The project was created through the desire to provide meaningful and financial support for artists
working in Ireland. Nissan Art Projects included neon texts from Molly Bloom’s Ulysses monologue in
nine city centre locations by Frances Hegarty and Andrew Stones (1997); the memorable Ghost Ship by
Dorothy Cross (1998) and Dan Shipsides’ Bamboo Scaffolding (2000) at the Carlton Cinema, Dublin.
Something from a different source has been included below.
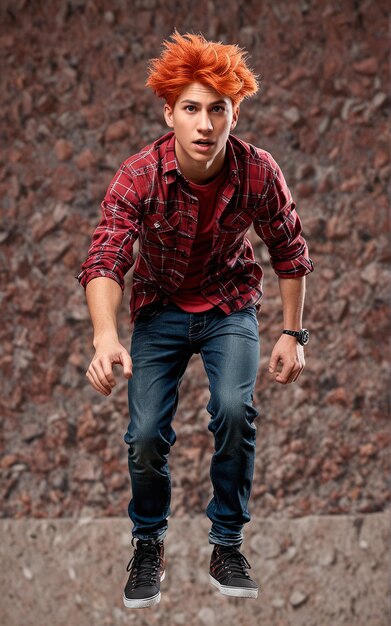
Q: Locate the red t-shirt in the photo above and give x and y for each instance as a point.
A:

In 2002, The Nissan Art Project changed its focus and was taken behind the walls of The Royal
Hibernian Academy in Dublin. At this point, the project aimed to give painters in their mid-career
the opportunity to receive their own exhibition and catalogue in the splendid RHA gallery. 2002 saw
the work of John Noel Smith, a Berlin-based Irish painter which was followed by an exhibition by
Barrie Cooke in 2003. In 2004, the Nissan Art Project was represented by Martin Gale, culminating
with an exhibition of work by Stephen McKenna in 2005.
This year the Nissan Art Project once again re-directs its focus to emerging artists. Paul McKinley
is the first artist in this series, McKinley’s exhibition entitled Farewell Chestnut Avenue, was
exhibited in the RHA from Friday 16th March - April 22nd.